What goes up must indeed come down, and even though the decline was modest, the S&P 500 Index (SNPINDEX:^GSPC) came down today, breaking seven consecutive days of gains. You can't win 'em all: a phrase perhaps best illustrated by today's bleak technology sector, which takes all three spots on Tuesday's worst-performing S&P companies. 

Open-source software provider Red Hat (NYSE:RHT), known primarily for its Linux operating system, helped the index break from its winning ways, cratering 4.8% after a Citi analyst spooked investors with a bearish update to his opinion on the stock. Citing simply the lack of a positive catalyst in the near future, as well as what essentially amounts to a lack of innovation in its services, the downgrade -- from a buy rating to a neutral rating -- struck a nerve on Wall Street. 

Investors also booed yesterday's decision from salesforce.com (NYSE:CRM) to raise $1 billion via convertible senior notes, as the sales management company fell 2.8% today. Fresh off a year where the stock jumped nearly 70%, managing growth is vital to share performance. Today's message: The market doesn't fully support how Salesforce is going about financing that growth. With a CEO who acquires social-media advertising companies for nearly $700 million, as Salesforce did last year, it's understandable for shareholders to have a few concerns.

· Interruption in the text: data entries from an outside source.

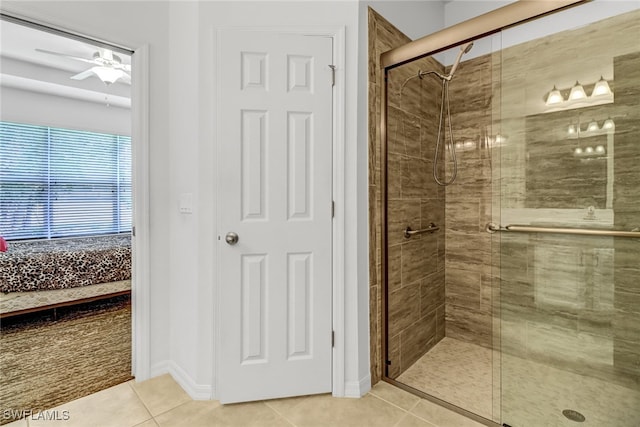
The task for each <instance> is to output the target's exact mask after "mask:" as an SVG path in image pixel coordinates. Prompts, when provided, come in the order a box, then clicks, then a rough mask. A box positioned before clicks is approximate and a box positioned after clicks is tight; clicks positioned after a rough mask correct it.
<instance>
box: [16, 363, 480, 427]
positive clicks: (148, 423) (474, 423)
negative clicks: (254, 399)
mask: <svg viewBox="0 0 640 427" xmlns="http://www.w3.org/2000/svg"><path fill="white" fill-rule="evenodd" d="M65 411H66V412H65ZM42 415H48V416H50V417H55V416H56V415H57V417H58V418H59V419H60V418H67V419H66V420H42V419H38V418H41V417H39V416H38V415H33V416H31V417H27V419H23V420H19V421H15V422H13V423H10V424H7V426H10V427H75V426H82V427H87V426H91V427H111V426H114V427H134V426H136V427H163V426H170V427H179V426H188V427H199V426H203V427H205V426H216V427H218V426H241V427H251V426H318V427H320V426H322V427H329V426H330V427H341V426H344V427H351V426H353V427H359V426H366V427H370V426H371V427H374V426H380V427H391V426H395V427H474V426H475V427H477V426H481V424H478V423H476V422H475V421H472V420H470V419H468V418H465V417H463V416H461V415H459V414H456V413H454V412H451V411H449V410H447V409H445V408H442V407H440V406H438V405H435V404H433V403H431V402H428V401H426V400H423V399H420V398H419V397H417V396H414V395H412V394H410V393H407V392H405V391H403V390H400V389H398V388H396V387H394V386H392V385H390V384H388V383H383V382H380V383H378V384H376V385H375V386H374V387H373V389H372V390H371V392H370V393H368V394H367V395H365V396H364V397H362V398H361V399H347V398H344V399H339V398H333V397H331V396H330V395H317V396H304V397H296V398H290V399H278V400H270V401H262V402H253V403H244V404H235V405H221V404H220V403H219V402H217V401H195V400H192V399H191V398H190V397H189V396H188V395H187V394H186V393H185V392H184V390H182V388H181V387H180V386H179V385H178V384H177V383H176V382H175V381H174V380H173V378H172V377H171V376H169V375H162V376H160V377H156V378H153V379H151V380H148V381H144V382H141V383H136V382H135V381H129V382H126V383H123V384H120V385H117V386H115V387H111V388H109V389H107V390H103V391H100V392H98V393H95V394H92V395H90V396H87V397H83V398H81V399H78V400H74V401H73V402H69V403H67V404H64V405H61V406H59V407H57V408H53V409H51V410H48V411H44V412H43V414H42Z"/></svg>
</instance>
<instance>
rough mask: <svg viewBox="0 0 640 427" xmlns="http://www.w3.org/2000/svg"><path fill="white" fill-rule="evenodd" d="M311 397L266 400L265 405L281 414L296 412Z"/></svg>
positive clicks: (299, 396) (296, 397)
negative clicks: (302, 402)
mask: <svg viewBox="0 0 640 427" xmlns="http://www.w3.org/2000/svg"><path fill="white" fill-rule="evenodd" d="M309 397H310V396H297V397H287V398H284V399H272V400H265V401H264V403H265V404H266V405H267V406H268V407H270V408H271V409H273V410H274V411H276V412H277V413H279V414H283V413H285V412H289V411H292V410H295V408H296V407H297V406H298V405H300V404H301V403H302V402H303V401H304V400H306V399H308V398H309Z"/></svg>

The crushing blow of unflattering analyst commentary also struck Apple (NASDAQ:AAPL) shares today, as they lost 2.2% following a reduction in earnings estimates by Jefferies. Setting a $420 price target -- only $8 below Apple's current price -- the investment firm thinks sales may disappoint after performing supply channel checks. On top of that, Apple's dominance in the tablet market seems to be fading, according to research outfit IDC, which predicts that Android tablets will ship more units than iPads this year.